For verification algorithm validity, use the CASIA iris database that the algorithm that proposes is tested.The CASIA iris database is a shared data bank of being created by Institute of Automation, CAS, is used to evaluate and test Algorithm of Iris Recognition, at present by how tame research unit employing in the world.The CASIA iris database comprises the iris image of 800 eyes.According to test of heuristics, correct classification rate is 95.0%.And the accuracy rate that adds the iris authentication system of iris sorting algorithm also improves, its etc. error rate (EER) be reduced to 0.88%. from 1.1%
Does so great database use method of the present invention could improve the speed of system? we suppose that the size of iris database is N, T1 represents to extract the time of carrying out the required feature of iris recognition, T2 represents to extract and carries out iris and classify time of required feature, T3 represents to carry out the time of an iris comparison, and T4 represents to carry out the time of iris classification.In this example, the iris classification speed is very fast, can think T4=0, and other times are respectively T1=45ms, if T2=660ms and T3=1.1ms. iris classification required time T2 mate the time of saving less than iris after adopting new method, just can think that it is effective carrying out the iris classification earlier.

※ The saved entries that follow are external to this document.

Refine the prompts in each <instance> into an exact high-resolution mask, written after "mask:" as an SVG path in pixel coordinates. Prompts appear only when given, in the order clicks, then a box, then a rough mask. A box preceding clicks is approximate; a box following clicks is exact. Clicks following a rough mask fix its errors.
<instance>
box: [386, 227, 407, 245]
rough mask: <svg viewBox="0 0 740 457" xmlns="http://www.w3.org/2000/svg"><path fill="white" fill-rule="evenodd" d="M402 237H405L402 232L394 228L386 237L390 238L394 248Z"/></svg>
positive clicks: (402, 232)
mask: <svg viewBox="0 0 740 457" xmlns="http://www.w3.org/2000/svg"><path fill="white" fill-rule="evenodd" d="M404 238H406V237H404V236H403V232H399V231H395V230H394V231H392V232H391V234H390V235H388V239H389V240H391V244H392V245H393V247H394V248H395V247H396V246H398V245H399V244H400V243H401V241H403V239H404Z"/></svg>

When not adopting iris to divide time-like, be the averaging time of finishing iris coupling:
T
without=T
1+0.5*N*T
3 (2)
When employing after to be divided into five classes and correct classification rate be 95.0% iris sorting algorithm, be the averaging time of finishing an iris coupling:
T
with=T
1+T
2+(95.0%*0.2+5%*1)*0.5*N*T
3(3)
Make T
Without=T
WithWe are not difficult to obtain number that N=1579. just works as registered iris feature template in the database greater than 1579 the time, adopt method of the present invention can improve the average behavior of iris authentication system.Suppose to have in the iris database 10,000 iris feature templates, we are not difficult to obtain and adopt this method will save iris match time about 63%, and along with the increase of database scale, the time of saving will be more considerable.
Specific embodiment provided by the invention is as follows:
The present invention is particularly suitable for having the iris authentication system of extensive iris database.What adopt as the self-service boarding system on certain airport is iris recognition technology, and the fugitive suspect's of this system and public security bureau iris database (scale probably has 1,000,000) links to each other.Because embezzlement is ordered to arrest by public security organ, his iris information just has been put in fugitive suspect's the iris database (being also referred to as blacklist) as Zhang San.When Zhang San disguises oneself, use counterfeit passport to prepare to run away by air, by plane, when using self-service boarding system, Zhang San's iris image has been taken by system, automatically extract its classification information, at last iris image enrollment generic in this iris image and the blacklist is compared one by one, confirmed Zhang San's true identity, self-service boarding system begins to report to the police, and whole process was just finished within 5 seconds.Though Zhang San has forged certificate, he is still arrested and is brought to justice under help of the present invention.
The present invention can be the gordian technique in the iris authentication system of future generation at the overall performance that effectively improves iris authentication system aspect recognition speed and the accuracy rate.
The above; only be the embodiment among the present invention; but protection scope of the present invention is not limited thereto; anyly be familiar with the people of this technology in the disclosed technical scope of the present invention; can understand conversion or the replacement expected; all should be encompassed in of the present invention comprising within the scope, therefore, protection scope of the present invention should be as the criterion with the protection domain of claims.